Ich würde sie spontan klanglich zwischen meiner Les Paul und meiner CV Tele einordnen. Die Les Paul ist stellvertretend für das Lowend und die Tele für das Topend
. Die Vendetta hat etwas von beiden.
Bis jetzt hat sie mich trocken angespielt sehr überzeugt. Von diesem Standpunkt aus gesehen muss sich die Dean nicht hinter teureren Gitarren (dieses Mal gemessen an den 500€) verstecken.
Heute Abend steht natürlich noch der Test am Amp an. Ich erwarte jetzt keine Wunder von den Pickups, aber ordentlich sollen sie angeblich ja klingen. Ich bin gespannt...
Fazit des ersten Eindrucks
Im Großen und Ganzen ist der erste Eindruck sehr positiv ausgefallen. Leider gibt es ein paar verarbeitungstechnische Mängel, die den positiven Gesamteindruck etwas trüben. Hier sollten die Firmen einfach mal mehr auf die Qualitätssicherung achten. So etwas muss heutzutage nicht mehr sein. Man muss zur Verteidigung aber auch sagen, dass es gewisse Marken gibt, deren weitaus höherpreisige Modelle mit "kreativen" Verarbeitungsmerkmalen aufwarten.

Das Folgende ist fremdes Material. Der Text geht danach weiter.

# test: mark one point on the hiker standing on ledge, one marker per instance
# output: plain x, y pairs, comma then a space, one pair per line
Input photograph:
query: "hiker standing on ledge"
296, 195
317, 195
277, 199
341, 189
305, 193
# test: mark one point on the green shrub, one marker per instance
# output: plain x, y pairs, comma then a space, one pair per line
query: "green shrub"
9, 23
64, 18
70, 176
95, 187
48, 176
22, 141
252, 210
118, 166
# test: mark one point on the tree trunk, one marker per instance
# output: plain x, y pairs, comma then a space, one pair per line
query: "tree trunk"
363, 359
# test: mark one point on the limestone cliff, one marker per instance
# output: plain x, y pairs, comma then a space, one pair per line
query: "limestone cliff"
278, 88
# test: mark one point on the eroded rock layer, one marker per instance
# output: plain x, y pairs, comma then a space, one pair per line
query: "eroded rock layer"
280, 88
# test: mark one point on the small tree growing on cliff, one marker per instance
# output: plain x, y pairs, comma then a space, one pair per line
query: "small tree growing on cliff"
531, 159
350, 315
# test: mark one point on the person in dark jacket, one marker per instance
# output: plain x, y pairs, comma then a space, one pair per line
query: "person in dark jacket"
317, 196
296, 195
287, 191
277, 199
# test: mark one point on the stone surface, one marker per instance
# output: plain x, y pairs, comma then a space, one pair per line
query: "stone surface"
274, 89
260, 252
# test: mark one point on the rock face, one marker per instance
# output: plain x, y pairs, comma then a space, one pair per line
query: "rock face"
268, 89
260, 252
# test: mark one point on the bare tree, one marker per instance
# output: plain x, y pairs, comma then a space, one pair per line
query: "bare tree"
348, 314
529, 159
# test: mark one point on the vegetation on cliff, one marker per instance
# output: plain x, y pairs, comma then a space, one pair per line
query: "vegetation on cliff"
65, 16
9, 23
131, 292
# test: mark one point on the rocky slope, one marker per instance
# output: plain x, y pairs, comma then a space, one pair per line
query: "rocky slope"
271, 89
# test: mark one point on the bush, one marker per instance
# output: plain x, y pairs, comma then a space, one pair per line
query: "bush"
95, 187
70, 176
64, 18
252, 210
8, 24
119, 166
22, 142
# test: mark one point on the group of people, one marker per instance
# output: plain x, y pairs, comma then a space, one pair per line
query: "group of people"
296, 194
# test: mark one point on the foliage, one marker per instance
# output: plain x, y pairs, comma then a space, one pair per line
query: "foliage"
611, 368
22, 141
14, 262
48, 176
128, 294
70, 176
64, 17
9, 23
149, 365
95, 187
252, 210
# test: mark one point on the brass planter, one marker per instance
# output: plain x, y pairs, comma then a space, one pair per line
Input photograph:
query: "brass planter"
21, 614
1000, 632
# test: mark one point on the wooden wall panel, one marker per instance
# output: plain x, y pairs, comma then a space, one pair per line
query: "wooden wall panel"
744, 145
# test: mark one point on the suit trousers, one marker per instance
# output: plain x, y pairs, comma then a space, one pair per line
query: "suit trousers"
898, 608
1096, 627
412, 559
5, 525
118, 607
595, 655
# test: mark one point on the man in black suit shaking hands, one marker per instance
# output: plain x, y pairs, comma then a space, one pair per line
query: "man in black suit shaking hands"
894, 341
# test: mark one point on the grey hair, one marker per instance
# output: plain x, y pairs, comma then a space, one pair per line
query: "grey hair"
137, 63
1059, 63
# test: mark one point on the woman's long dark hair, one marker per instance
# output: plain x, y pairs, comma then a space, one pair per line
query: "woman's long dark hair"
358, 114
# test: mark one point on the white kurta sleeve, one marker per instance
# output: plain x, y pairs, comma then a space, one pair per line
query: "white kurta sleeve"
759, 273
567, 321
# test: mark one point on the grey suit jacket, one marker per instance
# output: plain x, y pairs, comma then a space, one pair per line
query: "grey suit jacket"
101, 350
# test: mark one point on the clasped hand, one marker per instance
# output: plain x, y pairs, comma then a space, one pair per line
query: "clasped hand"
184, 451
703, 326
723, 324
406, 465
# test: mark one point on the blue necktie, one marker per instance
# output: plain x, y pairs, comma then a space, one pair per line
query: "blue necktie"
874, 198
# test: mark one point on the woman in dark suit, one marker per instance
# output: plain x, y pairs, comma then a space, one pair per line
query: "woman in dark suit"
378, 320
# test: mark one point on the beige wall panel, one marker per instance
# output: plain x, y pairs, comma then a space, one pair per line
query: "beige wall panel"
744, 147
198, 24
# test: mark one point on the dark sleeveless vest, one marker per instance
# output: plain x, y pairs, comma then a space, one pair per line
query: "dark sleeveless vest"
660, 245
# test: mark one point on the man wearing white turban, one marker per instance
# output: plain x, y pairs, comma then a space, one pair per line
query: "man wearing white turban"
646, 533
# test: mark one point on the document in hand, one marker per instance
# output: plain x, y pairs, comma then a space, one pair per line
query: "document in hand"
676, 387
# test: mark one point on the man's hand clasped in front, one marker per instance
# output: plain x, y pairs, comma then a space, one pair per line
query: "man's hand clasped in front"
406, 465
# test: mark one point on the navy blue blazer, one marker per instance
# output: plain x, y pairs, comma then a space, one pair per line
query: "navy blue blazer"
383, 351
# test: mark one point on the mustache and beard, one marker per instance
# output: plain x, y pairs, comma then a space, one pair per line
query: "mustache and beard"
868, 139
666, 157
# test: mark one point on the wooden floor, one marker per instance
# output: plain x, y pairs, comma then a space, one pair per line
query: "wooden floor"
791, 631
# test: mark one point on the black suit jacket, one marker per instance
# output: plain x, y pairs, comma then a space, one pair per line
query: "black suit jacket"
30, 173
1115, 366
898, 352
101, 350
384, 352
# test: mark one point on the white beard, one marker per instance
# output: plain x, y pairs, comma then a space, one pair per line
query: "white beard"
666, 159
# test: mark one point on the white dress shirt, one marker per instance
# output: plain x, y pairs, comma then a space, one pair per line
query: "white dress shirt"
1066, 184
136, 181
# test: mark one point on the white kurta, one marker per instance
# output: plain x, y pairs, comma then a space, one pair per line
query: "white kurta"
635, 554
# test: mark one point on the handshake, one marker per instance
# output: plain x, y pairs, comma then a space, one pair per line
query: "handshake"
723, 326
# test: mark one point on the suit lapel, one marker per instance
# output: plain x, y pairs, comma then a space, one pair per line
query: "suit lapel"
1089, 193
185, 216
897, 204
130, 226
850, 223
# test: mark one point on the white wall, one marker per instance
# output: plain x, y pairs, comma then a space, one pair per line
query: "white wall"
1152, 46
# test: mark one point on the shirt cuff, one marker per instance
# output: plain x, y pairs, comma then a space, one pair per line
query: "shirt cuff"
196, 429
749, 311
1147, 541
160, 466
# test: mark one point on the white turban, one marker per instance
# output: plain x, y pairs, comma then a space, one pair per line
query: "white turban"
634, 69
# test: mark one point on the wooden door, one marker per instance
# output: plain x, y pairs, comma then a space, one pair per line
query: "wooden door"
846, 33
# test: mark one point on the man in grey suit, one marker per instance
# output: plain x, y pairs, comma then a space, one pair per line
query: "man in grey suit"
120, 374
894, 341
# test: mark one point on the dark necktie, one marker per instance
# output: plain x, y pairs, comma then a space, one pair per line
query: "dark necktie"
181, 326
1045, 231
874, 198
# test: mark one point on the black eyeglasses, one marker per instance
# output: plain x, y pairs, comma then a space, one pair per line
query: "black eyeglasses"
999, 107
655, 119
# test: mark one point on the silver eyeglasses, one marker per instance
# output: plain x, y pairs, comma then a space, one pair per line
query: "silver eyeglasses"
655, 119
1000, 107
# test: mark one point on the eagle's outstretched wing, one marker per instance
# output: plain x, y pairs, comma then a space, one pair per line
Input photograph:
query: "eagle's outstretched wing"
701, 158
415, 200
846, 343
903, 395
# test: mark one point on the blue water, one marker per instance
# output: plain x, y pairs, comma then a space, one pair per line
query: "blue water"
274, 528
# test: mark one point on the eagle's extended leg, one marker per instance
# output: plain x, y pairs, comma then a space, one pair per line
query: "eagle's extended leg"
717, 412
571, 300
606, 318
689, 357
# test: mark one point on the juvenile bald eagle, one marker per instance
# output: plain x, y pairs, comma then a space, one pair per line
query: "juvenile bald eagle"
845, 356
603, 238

Ich könnte jetzt natürlich die Gitarre umtauschen lassen oder zurückgeben, aber dann habe ich das Risiko eine zu erwischen, die wieder andere Mängel hat oder noch schlimmer nicht "gut" klingt. Das ist der Fluch des Onlinekaufs. Vielleicht kann ich ja noch etwas raushandeln?
Jetzt muss ich die Gitarre aber auch noch einmal in Ruhe testen und im Angesicht des Preises bin ich wohl auch bereit ein paar kleine Kompromisse einzugehen. Was nützt mir eine makellos verarbeitete Gitarre, die nach nichts klingt?